Dans son livre Tales of Power, Carlos Castaneda nous montre les «chemins avec cœur» et évoque le drame d'une existence vide et stérile: «Hommes pour qui une vie était comme un dimanche après-midi, cet après-midi il ne leur a laissé que le Je me souviens de l'ennui et des petits désagréments, et tout à coup c'était fini, tout à coup c'était la nuit ». Mais le même auteur révèle l'antidote secret, qui n'est autre que l'amour inconditionnel de la Terre qui permet de s'enraciner profondément et intimement.

"Ce n'est que si l'on aime cette Terre avec une passion inflexible", explique Castaneda par la bouche de Don Juan, "peut-on se débarrasser de la tristesse.
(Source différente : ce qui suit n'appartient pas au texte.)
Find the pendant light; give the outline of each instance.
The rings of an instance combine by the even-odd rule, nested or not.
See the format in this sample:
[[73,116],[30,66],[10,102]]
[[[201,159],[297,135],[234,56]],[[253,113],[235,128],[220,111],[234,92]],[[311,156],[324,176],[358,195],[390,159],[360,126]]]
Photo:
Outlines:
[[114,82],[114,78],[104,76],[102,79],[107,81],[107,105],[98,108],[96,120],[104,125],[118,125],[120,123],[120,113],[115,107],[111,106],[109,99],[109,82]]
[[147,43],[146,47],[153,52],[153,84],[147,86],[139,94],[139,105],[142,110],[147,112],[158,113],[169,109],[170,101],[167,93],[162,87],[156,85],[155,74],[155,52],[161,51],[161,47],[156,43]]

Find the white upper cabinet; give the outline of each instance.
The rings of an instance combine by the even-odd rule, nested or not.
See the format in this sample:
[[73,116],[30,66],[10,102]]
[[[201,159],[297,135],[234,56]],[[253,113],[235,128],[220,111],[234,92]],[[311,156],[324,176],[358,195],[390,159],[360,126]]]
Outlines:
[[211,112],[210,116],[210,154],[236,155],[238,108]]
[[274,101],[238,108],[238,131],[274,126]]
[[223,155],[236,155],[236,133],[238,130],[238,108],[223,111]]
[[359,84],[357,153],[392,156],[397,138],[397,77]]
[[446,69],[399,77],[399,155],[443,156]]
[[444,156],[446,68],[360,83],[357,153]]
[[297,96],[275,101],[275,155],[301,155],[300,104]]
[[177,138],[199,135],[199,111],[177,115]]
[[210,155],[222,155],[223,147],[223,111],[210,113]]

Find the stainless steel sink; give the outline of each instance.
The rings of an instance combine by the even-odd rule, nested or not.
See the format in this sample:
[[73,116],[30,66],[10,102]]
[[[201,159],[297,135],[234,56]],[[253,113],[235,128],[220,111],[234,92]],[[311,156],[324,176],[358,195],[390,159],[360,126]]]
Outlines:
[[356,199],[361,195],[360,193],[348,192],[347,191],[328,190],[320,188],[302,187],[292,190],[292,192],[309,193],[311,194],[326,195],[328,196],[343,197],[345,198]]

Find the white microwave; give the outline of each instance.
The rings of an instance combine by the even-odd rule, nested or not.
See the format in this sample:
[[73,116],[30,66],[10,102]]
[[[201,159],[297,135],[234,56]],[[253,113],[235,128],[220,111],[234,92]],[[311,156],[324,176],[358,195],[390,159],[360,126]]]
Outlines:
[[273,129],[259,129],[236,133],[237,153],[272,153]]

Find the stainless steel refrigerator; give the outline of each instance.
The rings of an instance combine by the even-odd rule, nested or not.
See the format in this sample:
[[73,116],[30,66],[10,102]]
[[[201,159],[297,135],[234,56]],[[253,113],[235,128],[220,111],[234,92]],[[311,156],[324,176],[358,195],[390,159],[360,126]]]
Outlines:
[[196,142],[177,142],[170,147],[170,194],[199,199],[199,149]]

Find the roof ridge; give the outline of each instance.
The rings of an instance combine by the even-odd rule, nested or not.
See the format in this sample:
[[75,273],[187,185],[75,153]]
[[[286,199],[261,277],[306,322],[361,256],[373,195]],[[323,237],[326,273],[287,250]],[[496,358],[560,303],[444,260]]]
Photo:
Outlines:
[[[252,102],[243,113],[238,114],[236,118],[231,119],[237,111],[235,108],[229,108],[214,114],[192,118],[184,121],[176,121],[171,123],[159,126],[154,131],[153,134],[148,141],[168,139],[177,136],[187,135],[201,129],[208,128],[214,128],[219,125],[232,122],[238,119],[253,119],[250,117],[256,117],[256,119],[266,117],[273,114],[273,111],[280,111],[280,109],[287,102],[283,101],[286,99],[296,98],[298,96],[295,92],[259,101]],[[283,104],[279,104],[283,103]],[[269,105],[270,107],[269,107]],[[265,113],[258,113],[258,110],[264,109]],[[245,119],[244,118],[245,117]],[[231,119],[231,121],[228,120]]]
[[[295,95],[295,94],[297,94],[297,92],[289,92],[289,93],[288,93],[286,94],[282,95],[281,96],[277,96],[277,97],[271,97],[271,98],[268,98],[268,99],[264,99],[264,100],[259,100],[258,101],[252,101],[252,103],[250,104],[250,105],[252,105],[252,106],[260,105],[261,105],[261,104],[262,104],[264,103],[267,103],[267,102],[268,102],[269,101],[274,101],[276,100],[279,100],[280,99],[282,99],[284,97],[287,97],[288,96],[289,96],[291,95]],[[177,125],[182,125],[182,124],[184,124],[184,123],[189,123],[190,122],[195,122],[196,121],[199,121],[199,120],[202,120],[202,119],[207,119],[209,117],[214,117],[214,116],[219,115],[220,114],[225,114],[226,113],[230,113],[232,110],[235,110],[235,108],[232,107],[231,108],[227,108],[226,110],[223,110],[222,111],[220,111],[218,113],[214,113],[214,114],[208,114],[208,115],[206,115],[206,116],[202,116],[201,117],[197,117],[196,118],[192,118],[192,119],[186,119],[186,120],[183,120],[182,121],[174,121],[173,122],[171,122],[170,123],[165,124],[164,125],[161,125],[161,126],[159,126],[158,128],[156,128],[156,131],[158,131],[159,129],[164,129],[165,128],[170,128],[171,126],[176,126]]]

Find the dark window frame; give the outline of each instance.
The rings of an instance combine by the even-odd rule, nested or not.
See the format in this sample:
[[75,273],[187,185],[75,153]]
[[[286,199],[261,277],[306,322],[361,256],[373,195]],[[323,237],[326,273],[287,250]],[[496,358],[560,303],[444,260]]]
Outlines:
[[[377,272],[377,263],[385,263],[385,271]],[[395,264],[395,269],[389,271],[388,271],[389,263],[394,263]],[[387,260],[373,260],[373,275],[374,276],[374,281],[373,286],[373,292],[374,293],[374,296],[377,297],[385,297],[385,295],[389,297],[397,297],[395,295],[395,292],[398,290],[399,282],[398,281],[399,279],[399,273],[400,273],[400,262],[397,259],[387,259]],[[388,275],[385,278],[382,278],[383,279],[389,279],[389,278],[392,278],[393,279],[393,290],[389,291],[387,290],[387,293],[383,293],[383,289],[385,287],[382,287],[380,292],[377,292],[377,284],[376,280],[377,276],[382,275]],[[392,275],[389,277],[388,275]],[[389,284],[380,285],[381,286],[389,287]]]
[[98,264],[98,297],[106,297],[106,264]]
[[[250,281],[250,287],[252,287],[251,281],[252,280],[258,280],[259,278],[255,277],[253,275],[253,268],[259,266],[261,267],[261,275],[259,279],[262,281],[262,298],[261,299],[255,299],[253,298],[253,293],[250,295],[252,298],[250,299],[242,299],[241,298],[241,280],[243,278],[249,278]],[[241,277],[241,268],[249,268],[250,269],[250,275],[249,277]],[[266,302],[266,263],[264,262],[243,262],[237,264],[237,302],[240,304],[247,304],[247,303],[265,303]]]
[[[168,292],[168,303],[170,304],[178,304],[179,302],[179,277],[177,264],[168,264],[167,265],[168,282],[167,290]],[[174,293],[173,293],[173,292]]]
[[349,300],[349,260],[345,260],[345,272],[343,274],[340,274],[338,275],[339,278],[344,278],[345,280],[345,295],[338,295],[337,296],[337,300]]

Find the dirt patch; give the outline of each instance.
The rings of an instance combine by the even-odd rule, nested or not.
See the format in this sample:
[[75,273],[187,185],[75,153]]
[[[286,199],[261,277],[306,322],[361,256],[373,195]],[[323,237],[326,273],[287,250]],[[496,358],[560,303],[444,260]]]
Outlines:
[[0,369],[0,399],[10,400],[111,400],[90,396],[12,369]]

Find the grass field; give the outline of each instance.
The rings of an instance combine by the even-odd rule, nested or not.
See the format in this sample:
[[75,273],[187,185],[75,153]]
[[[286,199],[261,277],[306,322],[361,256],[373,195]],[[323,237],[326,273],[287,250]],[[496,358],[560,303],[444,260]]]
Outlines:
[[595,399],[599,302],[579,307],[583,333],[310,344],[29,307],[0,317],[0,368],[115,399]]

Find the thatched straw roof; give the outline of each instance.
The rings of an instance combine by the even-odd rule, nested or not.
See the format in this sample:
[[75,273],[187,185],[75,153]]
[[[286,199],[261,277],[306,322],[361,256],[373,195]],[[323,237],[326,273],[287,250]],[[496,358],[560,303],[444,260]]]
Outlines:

Un guerrier est toujours heureux, car son amour est inaltérable et son être cher, la terre, l'embrasse et lui donne des choses inconcevables. (…) Sans une affection constante pour l'être qui nous donne l'asile, la solitude est la désolation. "

Mon ami Amable, qui à 93 ans continue de planter des arbres comme s'il allait vivre éternellement, a exprimé l'autre jour sa solitude sans désolation par une phrase lapidaire, comme toute la sienne: «Je n'ai plus personne à qui demander quoi que ce soit».

Ceux qui en savaient plus que lui sont partis et nous sommes nombreux à venir demander et apprendre de ce «dernier témoin indigène européen» d'une culture ancienne.

A ses côtés on se rend compte que les parents, les aînés, doivent être vécus maintenant; Lorsqu'ils partent, se posent toutes les questions auxquelles ils ne peuvent jamais répondre et l'affection qui ne peut plus s'exprimer. Pour ceux d'entre nous qui ne croient pas aux réincarnations, aux fantômes, aux enfers ou aux paradis, peut-être surtout pour nous, il y a une vie après la mort qui nous pousse à apprendre, à enseigner et à profiter avec passion.

Le vieil homme qui a su vieillir continue de «planter des arbres» qui ne seront pas pour lui; il a appris à distiller le superflu, à choisir et à propager les graines de l'essentiel; être plus flexible et tolérant ainsi que rigoureux; arrêter d'essayer de changer les autres et le monde et se contenter d'apporter un grain de sable.